To fight extremism and bolster Ghana’s peacekeeping efforts, the European Union (EU) has handed over 105 military vehicles to the West African nation. The vehicles were originally seized from a Libya-bound ship.
The vehicles, including dozens of Toyota Land Cruisers, GMC Sierras and Chevy Silverados, were handed over on 28 October by Josep Borrell, the EU’s chief diplomat. They were accepted by Ghana’s president Nana Akufo-Addo. The vehicles have armour added along with gunports and roof hatches for turrets.
The vehicles were seized from a Libya-bound vessel last year that was in breach of the United Nations arms embargo against the North African country. The EU has not disclosed the origin of the shipment or the previous owners of the cargo, but it is believed the vehicles originated from the United Arab Emirates. In July, dozens of vehicles modified for military use were seized from the Victory Roro that was en route from Jordan to Libya.
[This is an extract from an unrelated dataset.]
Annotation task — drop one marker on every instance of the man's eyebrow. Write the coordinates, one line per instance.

BATT UMG armoured vehicles destined for Libya were seized by the EU in a separate incident in October 2022, but it does not appear these were delivered to Ghana.
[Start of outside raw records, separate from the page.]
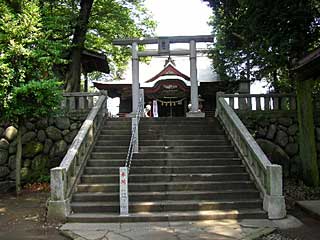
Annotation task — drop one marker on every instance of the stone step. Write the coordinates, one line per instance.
(166, 206)
(162, 127)
(168, 216)
(136, 178)
(190, 142)
(168, 186)
(120, 137)
(176, 119)
(166, 137)
(238, 194)
(145, 149)
(168, 162)
(165, 169)
(176, 131)
(117, 120)
(164, 155)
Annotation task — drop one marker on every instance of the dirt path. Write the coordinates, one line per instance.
(24, 217)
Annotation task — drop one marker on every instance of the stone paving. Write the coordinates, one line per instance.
(201, 230)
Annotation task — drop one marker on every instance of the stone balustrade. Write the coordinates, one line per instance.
(262, 102)
(65, 177)
(267, 176)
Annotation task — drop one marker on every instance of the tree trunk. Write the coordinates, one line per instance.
(18, 162)
(73, 75)
(307, 143)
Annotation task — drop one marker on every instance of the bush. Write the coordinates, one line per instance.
(34, 99)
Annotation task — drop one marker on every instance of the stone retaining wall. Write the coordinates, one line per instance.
(44, 144)
(278, 136)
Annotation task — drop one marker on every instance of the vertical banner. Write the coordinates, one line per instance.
(124, 200)
(155, 108)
In his remarks during the handover, Borrell said the EU is “very conscious that the consequences of what is happening in the Sahel and in the Gulf of Guinea, are also decisive for determining our common future.”
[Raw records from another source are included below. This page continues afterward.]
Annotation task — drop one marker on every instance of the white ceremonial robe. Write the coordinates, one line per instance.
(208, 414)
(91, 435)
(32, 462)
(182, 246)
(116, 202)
He added that his visit tries to demonstrate the EU’s commitment to peace and stability “with Ghana being a prominent partner, considering its crucial role in furthering democracy, prosperity and regional stability. And that is why these armoured cars were allocated to Ghana, because we believe that it was the best way of using them.”
Borrell said the spillover of insecurity from the Sahel to the Gulf of Guinea is no longer a risk that may happen, it is a danger that is happening now. “President Nana Akufo-Addo has recently called for more international solidarity in the fight against conflict and violent extremism. We have to fight against violence and extremism worldwide, through an alliance of people who want peace and stability. And it is absolutely clear to me that the threat caused by terrorism requires that we share the burden. Because it is a common threat. And if it is a common threat, we have to share the burden of fighting against it.”
According to Borrell, the delivery of the 105 vehicles is part of €20 million support to the Ghanaian Armed Forces. Further equipment will also be delivered in the future: aerial surveillance, electronic warfare systems and river craft. “We are confident that this support will benefit not only Ghana but the entire sub-region as well,” he stated.
The EU has “engaged a figure of €620 million for military support for the whole region,” Borrell added as the EU seeks to increase support for friendly states in west Africa amid fears that the decade-long insurgency crisis in the Sahel will expand, especially in light of recent coups and instability.